Unfortunately, it has been shown that 80% of adults with T1D have suboptimal glycemic control, with a mean HbA1c of 8.8% while the American Diabetes Association (ADA) recommends an HbA1c of <7.0% in nonpregnant adults (17). Even the less stringent HbA1c goals recommended by the ADA for those with limited life expectancy or those for whom the benefit of glycemic control does not outweigh the harms is <8.0% (18, 19). Children have also been shown to have suboptimal glycemic control demonstrating HbA1c measurements of 7.63% while the ADA and the International Society for Pediatric and Adolescent Diabetes (ISPAD) recommend an HbA1c goal of <7.0% for children (20, 21). Less stringent goals for children have been set at <7.5% and <8.0% for certain populations (20, 22).

Along with having a large disease burden for the patient, T1D poses a substantial economic constraint to the healthcare system in the United States (23). According to recent data from the American Diabetes Association (ADA), the economic burden of diabetes in the U.S. was estimated at $327 billion in 2017, with approximately $15 billion allocated specifically to T1D-related expenses (24). Pharmacy costs make up over half of the monthly diabetes-related cost and are approximately $440 per person per month (PPPM) (25). Although hospitalizations are relatively rare, they have a large financial burden and comprise 11.5% to 13.9% of the total monthly cost of T1D.
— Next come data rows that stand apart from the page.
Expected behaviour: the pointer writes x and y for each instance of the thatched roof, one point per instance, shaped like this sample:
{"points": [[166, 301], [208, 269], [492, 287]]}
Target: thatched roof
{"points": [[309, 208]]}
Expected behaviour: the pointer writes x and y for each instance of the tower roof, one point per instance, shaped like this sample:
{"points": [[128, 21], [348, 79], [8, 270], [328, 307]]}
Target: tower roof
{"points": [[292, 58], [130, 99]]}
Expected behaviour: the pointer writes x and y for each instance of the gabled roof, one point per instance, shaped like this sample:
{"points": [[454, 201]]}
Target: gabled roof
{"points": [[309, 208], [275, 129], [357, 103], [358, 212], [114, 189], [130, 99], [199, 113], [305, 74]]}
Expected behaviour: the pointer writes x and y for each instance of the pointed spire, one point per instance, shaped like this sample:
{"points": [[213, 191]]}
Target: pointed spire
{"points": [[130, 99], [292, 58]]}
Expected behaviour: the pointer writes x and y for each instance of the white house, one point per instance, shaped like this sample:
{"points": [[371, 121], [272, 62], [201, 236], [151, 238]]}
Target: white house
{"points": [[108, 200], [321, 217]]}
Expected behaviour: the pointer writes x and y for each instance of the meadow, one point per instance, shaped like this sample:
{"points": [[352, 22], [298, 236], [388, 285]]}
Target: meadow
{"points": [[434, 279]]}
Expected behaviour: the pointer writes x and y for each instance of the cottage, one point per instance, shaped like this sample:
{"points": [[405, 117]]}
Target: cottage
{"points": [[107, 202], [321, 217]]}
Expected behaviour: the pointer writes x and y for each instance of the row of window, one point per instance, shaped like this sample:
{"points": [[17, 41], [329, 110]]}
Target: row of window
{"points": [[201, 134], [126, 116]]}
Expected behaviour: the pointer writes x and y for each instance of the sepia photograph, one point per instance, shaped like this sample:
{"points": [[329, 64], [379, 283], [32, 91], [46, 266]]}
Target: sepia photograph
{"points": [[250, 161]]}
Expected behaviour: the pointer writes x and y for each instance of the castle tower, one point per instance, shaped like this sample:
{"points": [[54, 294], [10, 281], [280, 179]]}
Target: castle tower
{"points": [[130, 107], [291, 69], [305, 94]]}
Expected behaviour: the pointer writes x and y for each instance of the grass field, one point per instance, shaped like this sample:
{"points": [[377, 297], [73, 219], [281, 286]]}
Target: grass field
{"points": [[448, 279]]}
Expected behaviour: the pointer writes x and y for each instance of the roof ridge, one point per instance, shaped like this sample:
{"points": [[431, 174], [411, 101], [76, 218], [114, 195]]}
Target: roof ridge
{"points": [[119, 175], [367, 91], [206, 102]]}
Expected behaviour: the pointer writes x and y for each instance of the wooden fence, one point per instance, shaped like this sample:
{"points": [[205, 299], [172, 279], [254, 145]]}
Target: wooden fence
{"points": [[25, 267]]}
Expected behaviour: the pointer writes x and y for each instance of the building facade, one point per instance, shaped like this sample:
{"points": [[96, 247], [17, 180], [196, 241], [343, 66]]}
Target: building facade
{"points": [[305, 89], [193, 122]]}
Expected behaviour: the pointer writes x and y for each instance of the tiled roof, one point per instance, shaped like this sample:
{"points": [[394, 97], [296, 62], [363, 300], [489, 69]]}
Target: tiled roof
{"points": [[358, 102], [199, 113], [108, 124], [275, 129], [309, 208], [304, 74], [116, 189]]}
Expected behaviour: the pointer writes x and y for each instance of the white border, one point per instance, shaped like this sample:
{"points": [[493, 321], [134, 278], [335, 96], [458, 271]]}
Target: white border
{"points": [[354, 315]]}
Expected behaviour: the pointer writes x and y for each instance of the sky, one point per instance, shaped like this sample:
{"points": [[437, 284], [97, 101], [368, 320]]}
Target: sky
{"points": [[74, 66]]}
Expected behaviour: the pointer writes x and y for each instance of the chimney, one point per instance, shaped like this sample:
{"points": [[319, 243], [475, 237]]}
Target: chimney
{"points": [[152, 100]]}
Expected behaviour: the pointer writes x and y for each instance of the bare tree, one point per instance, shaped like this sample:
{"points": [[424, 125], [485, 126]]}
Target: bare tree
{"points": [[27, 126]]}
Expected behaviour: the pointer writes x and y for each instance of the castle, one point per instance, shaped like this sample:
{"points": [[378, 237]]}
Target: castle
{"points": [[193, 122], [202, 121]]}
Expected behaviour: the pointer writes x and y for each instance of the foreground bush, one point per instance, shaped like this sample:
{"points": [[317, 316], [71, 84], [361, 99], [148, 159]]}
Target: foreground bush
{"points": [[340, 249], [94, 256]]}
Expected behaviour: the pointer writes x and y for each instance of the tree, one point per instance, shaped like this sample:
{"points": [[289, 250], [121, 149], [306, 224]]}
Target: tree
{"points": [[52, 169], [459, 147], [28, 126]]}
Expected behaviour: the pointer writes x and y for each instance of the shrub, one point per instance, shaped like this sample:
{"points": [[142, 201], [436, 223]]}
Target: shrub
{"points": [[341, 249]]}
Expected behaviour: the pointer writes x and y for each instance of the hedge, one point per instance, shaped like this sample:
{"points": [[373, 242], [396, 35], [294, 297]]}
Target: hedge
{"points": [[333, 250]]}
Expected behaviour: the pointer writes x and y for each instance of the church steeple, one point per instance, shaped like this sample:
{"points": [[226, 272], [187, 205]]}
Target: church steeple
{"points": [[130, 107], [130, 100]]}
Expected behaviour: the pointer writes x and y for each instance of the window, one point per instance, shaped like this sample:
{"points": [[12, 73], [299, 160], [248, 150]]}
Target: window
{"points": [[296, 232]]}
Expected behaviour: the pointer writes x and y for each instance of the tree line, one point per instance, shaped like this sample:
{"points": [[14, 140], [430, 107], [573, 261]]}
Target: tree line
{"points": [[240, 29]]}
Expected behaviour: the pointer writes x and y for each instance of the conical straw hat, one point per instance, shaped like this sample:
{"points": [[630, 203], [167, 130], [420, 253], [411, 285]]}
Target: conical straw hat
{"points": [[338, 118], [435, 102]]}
The use of continuous glucose monitoring (CGM) devices among people with T1D is on the rise. These devices are associated with lower levels of HbA1c in this population, indicating better glycemic control (26). CGM device measurements of the amount of time spent within the target blood glucose range correlate negatively with HbA1c (27). CGM measurements of time above range (TAR) > 180mg/dL have been shown to correlate positively with a high blood glucose index whereas time in range (TIR) has a negative correlation with high blood glucose index (22). For every 10% change of TIR there was shown to be a 0.7% change in HbA1c.It has been shown that participants with HbA1c ≤7.0% had a median TIR of 72.1% while those with an HbA1c ≥8.5% had a median TIR of 35.5% (27).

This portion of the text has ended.